In the subacute proliferative phase of diffuse alveolar damage, fibroblast proliferation, mainly within the interstitium but also within airspaces, becomes prominent ( Fig. 55.2 ). The proliferation of alveolar type 2 pneumocytes, which is seen as early as 3 days after injury and is a reparative phenomenon, occurs in the early proliferative phase and persists throughout this phase. Within the interstitium, fibroblasts and myofibroblasts proliferate and subsequently migrate into fibrinous intraalveolar exudate and convert the exudate to cellular granulation tissue. With the proliferation of fibroblasts (subacute proliferative phase), there is remodeling of the parenchyma, resulting in dilatation of the bronchi (traction bronchiectasis) and bronchioles (traction bronchiolectasis). Subsequently, typically 2 weeks or more after the injury, there is progressive fibrosis with collagen deposition (chronic fibrotic phase; Fig. 55.3 ). Microcystic airspaces 1 mm or larger in diameter (microscopic honeycombing) and traction bronchiectasis and bronchiolectasis are most pronounced in the late fibrotic phase. Cyst-like spaces in end-stage ARDS may also result from chronic interstitial emphysema.

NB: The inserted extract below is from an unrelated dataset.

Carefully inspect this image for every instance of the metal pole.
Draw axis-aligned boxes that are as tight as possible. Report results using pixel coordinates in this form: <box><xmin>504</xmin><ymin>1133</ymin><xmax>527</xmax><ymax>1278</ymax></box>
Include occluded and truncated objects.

Subacute proliferative phase of diffuse alveolar damage caused by viral pneumonia (3–7 days after the onset of lung injury). (A) Pathologic specimen shows diffuse fibroblastic proliferation (arrows) within the interstitium associated with organized hyaline membranes. (B) Chest radiograph demonstrates bilateral ground-glass opacities, consolidation, and low lung volumes. (C) High-resolution CT scan at the level of the right upper lobe bronchus shows extensive ground-glass opacities with associated reticulation and traction bronchiectasis (arrows).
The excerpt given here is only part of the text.